‘I think it’s a very nice place,’ he said, and paused to let a pleased smile form on my lips before adding: ‘for old people who haven’t got a home of their own.’
‘Oh, a lot of our residents had very nice homes before they came here,’ she said. ‘But we all get to a point where running a house is too much for us.’
‘Yes, well I haven’t got to that stage, yet,’ he said, and turned to me. ‘Can we go now, son?’
On our way out I apologised to Mrs Wilson for Dad’s churlishness. ‘Don’t worry about it, old folk don’t like to leave their own homes, it’s natural,’ she said. I asked her if I could put Dad’s name on a waiting list. ‘We don’t have a waiting list as such,’ she said. ‘Get in touch again if he changes his mind.Vacancies occur fairly frequently.’
In a way I understood his resistance. Blydale House is a decent place, clean, bright and well run, but I couldn’t look round that lounge without feeling a strong desire to be out of it, and the little bed-sitting room we peered into, though comfortably furnished, seemed more like a cell than a home. However, as I pointed out on the way back to Rectory Road (we stopped at a chemist’s on the way to get liquid paraffin for him and batteries for me), living near us he wouldn’t be trapped in the place all day, he could always hop on a bus and call in and see us.
‘You’d soon get sick of that,’ he said, with disconcerting candour.

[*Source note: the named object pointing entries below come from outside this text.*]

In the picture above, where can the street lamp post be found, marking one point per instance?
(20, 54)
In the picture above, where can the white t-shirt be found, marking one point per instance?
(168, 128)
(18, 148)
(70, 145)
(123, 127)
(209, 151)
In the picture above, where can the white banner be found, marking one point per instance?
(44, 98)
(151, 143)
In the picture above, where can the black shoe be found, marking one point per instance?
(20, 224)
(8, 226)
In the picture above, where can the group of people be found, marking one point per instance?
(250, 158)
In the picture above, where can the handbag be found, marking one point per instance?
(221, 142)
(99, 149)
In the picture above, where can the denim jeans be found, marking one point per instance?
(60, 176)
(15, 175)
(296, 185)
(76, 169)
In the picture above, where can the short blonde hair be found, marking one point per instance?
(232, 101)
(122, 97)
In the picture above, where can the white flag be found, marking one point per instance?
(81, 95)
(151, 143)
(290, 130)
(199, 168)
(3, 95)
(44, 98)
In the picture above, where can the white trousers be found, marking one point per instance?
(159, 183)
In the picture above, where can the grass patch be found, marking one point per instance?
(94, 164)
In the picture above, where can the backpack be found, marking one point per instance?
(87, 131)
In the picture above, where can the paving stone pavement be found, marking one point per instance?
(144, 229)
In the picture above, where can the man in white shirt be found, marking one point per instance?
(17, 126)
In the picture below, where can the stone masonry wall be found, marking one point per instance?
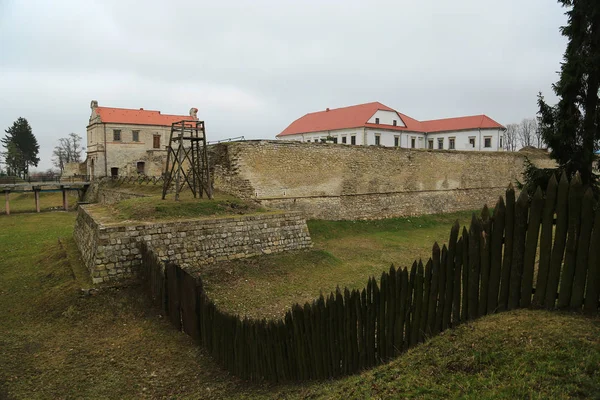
(111, 196)
(331, 181)
(112, 251)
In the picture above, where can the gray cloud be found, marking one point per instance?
(253, 67)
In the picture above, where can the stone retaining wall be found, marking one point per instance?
(336, 181)
(112, 251)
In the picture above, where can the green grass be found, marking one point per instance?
(25, 202)
(153, 208)
(345, 253)
(56, 343)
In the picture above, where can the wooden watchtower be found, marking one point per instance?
(187, 160)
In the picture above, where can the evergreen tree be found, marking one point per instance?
(21, 147)
(571, 128)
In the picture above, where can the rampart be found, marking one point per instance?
(112, 251)
(330, 181)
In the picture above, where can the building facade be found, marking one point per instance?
(374, 124)
(125, 142)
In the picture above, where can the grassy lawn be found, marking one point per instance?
(345, 253)
(57, 343)
(153, 208)
(25, 202)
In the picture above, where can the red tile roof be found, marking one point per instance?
(460, 123)
(358, 116)
(138, 117)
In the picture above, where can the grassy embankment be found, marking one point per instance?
(153, 208)
(58, 344)
(25, 201)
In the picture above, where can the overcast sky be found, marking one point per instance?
(252, 67)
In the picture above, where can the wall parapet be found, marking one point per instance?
(337, 181)
(112, 251)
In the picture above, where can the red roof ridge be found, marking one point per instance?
(358, 115)
(462, 116)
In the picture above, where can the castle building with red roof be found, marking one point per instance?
(377, 124)
(125, 142)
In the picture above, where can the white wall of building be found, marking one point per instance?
(358, 133)
(462, 139)
(386, 118)
(367, 136)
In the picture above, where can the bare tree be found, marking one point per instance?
(511, 137)
(68, 150)
(527, 130)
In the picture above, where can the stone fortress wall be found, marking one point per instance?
(112, 251)
(342, 182)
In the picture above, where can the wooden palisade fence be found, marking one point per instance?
(489, 268)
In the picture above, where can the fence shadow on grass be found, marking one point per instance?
(486, 269)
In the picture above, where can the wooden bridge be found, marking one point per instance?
(43, 186)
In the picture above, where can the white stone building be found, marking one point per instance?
(124, 142)
(380, 125)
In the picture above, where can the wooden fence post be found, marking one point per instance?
(546, 242)
(418, 305)
(474, 268)
(496, 255)
(560, 237)
(450, 265)
(7, 201)
(583, 245)
(484, 251)
(508, 248)
(531, 246)
(593, 279)
(456, 291)
(424, 319)
(465, 276)
(568, 272)
(441, 294)
(516, 273)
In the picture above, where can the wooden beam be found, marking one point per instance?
(7, 195)
(65, 199)
(36, 192)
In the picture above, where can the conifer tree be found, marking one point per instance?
(21, 148)
(571, 128)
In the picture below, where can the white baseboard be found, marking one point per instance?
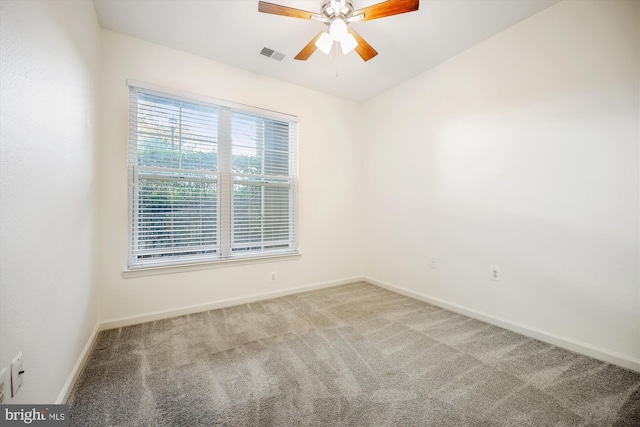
(567, 343)
(165, 314)
(78, 367)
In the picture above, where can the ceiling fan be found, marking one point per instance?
(337, 15)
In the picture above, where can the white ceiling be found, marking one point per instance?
(233, 32)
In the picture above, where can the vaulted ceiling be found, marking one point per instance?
(233, 32)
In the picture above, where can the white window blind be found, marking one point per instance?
(208, 180)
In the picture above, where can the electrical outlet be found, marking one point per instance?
(3, 376)
(17, 373)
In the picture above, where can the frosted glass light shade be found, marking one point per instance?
(338, 29)
(348, 43)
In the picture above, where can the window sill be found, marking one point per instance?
(173, 269)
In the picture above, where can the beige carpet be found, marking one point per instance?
(353, 355)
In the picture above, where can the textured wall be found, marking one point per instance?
(49, 69)
(522, 153)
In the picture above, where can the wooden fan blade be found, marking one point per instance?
(387, 8)
(364, 49)
(308, 50)
(277, 9)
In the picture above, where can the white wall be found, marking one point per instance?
(329, 224)
(522, 153)
(49, 67)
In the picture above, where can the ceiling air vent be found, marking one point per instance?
(270, 53)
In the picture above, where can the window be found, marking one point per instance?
(209, 180)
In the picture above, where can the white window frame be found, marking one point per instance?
(224, 178)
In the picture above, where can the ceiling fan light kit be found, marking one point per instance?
(337, 15)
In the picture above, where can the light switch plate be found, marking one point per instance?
(3, 381)
(16, 375)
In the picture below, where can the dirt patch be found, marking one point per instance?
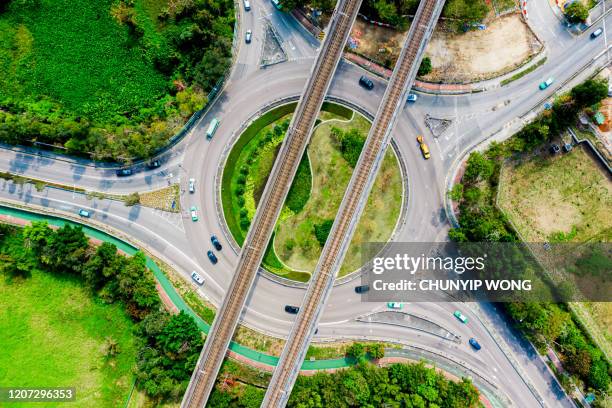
(563, 194)
(380, 44)
(477, 55)
(507, 43)
(166, 199)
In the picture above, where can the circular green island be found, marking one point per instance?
(317, 190)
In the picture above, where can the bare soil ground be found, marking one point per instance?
(506, 44)
(569, 193)
(162, 199)
(477, 55)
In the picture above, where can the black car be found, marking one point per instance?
(153, 164)
(213, 258)
(362, 288)
(124, 172)
(216, 242)
(292, 309)
(366, 82)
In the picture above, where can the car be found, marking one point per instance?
(597, 33)
(460, 316)
(424, 147)
(366, 82)
(216, 242)
(362, 288)
(554, 148)
(212, 257)
(124, 172)
(292, 309)
(153, 164)
(197, 278)
(547, 83)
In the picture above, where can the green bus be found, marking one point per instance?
(212, 128)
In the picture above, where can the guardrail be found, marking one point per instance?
(352, 206)
(275, 192)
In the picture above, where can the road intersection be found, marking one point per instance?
(475, 118)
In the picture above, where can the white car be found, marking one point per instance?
(197, 278)
(395, 305)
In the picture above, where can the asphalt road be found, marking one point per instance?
(183, 243)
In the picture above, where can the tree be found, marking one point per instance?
(578, 362)
(425, 67)
(356, 351)
(66, 250)
(576, 12)
(179, 336)
(37, 235)
(456, 193)
(132, 199)
(590, 92)
(598, 376)
(322, 231)
(376, 350)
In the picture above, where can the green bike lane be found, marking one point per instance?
(176, 299)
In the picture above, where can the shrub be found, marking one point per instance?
(322, 230)
(132, 199)
(299, 193)
(425, 67)
(351, 144)
(576, 12)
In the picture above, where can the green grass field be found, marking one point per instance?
(566, 198)
(53, 334)
(296, 249)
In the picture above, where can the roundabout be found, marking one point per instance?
(316, 192)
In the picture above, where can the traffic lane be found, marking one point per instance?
(524, 353)
(512, 385)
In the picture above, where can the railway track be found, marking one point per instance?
(270, 205)
(352, 205)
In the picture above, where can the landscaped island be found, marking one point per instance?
(112, 80)
(316, 192)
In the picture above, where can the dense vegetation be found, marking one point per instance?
(481, 221)
(395, 12)
(249, 174)
(364, 385)
(54, 332)
(576, 12)
(351, 143)
(168, 345)
(110, 79)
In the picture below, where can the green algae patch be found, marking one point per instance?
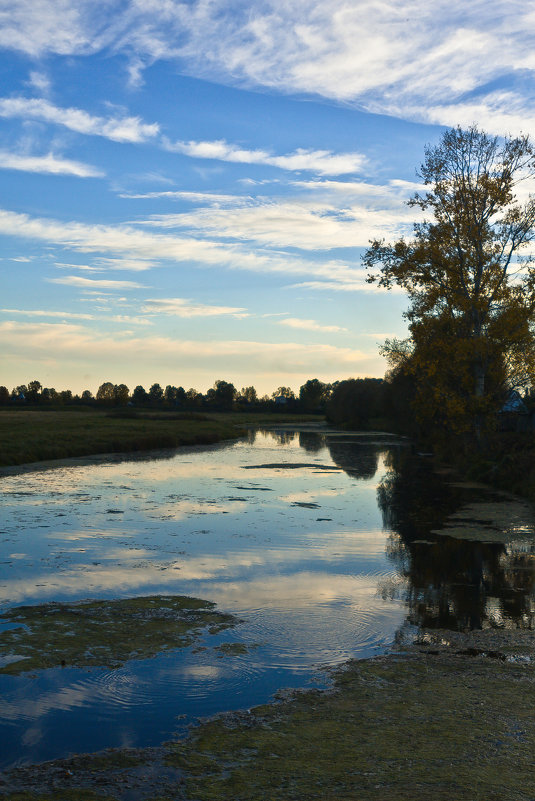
(411, 727)
(450, 717)
(501, 520)
(58, 795)
(104, 633)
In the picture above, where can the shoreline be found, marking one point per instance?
(443, 717)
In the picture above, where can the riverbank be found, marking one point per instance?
(28, 435)
(447, 717)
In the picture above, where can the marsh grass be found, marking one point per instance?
(33, 436)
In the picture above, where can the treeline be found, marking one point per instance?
(354, 402)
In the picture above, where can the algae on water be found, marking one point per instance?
(97, 633)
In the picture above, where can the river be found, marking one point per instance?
(326, 545)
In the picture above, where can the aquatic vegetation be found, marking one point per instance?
(498, 520)
(442, 719)
(104, 633)
(409, 727)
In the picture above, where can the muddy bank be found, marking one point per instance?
(448, 716)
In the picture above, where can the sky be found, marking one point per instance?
(187, 188)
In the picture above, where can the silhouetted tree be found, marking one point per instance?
(155, 394)
(106, 393)
(33, 391)
(139, 395)
(121, 394)
(224, 395)
(471, 303)
(313, 395)
(355, 400)
(247, 395)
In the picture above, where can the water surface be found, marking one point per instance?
(325, 546)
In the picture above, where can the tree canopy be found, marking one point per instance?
(472, 295)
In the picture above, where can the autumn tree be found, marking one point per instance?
(248, 395)
(106, 392)
(472, 295)
(155, 394)
(313, 394)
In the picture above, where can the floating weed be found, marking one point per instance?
(104, 633)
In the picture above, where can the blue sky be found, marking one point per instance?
(187, 188)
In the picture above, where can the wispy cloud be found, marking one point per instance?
(49, 164)
(73, 342)
(94, 283)
(305, 46)
(310, 325)
(119, 129)
(182, 307)
(43, 313)
(208, 198)
(328, 215)
(116, 318)
(129, 242)
(323, 162)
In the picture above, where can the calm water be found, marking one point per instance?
(307, 537)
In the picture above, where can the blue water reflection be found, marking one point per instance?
(282, 529)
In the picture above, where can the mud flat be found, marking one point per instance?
(450, 716)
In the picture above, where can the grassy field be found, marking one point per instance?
(33, 436)
(28, 435)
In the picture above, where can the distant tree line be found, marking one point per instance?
(355, 402)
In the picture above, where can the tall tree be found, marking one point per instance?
(472, 296)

He’s right, of course. I feel a guilty relief that he doesn’t want to move into Blydale House immediately. I could sense that Fred and Cecilia shared this feeling when I reported the upshot of our visit, but I’m afraid that all of us, having altruistically done our duty in urging him to move, now accused him of stubborn ingratitude for refusing to do so.
‘You’re only postponing the inevitable, Harry,’ Fred told him. ‘If you don’t move into a home up here, you’ll have to move into one in London.’
‘I don’t see why I’ve got to move at all,’ Dad said sullenly.
‘Because you can’t cope, Dad,’ I said. ‘You’re a danger to yourself in that house. You won’t even wear a panic alarm.’
‘What’s a panic alarm?’
‘You know what it is, I told you. A thing you wear round your neck.’
‘Oh, that. I don’t need that. I might press it by accident and have the police or the fire brigade breaking down my door in the middle of the night.’
‘If you were in supervised accommodation, you wouldn’t need to wear one, Mr Bates,’ said Cecilia, who occupies a superior type of apartment for the elderly in Cheltenham. ‘In the flat where I live there’s a button in every room which I can use to summon the Warden.’
Dad now shifted his defence to his favourite ground. ‘Anyway, how much does that place cost?’ he asked me.
‘I don’t remember off-hand,’ I prevaricated. ‘Quite a bit, but you could afford it, and if not we -’
‘It’s two hundred and seventy-five pounds a week, Harry,’ Fred interpolated.
‘What?’ Dad exclaimed. ‘How am I supposed to find that sort of money?’
‘It’s very simple. You sell your house,’ Fred said. ‘Given London property prices, it would fetch enough to keep you at Blydale for as long as . . .’ Fred hesitated, and Dad completed the sentence for her.
‘As long as I need it, you mean? Which wouldn’t be very long, living up here, I can tell you.Then you would all inherit my money.’
‘Oh, for heaven’s sake, Harry!’ Fred said. ‘Don’t be ridiculous.’
‘I can assure you I have no designs on your money, Mr Bates,’ said Cecilia. ‘My late husband left me well provided for.’
‘Yes, I bet he did,’ Dad muttered darkly.
Afterwards, when we were on our own, I told Fred I thought she had been hard on Dad, frightening him with the cost of Blydale House.
‘There’s no point in beating about the bush,’ she said. ‘He’s got to face the facts. If he’s taken into a state care home they’ll confiscate his house to pay for it.’
‘You’ve really put him off the idea of moving up here now,’ I said. ‘But perhaps that’s what you intended to do.’
It was a mean thing to say. Why did I say it? I don’t know. Put it down to the curdled spirit of Christmas.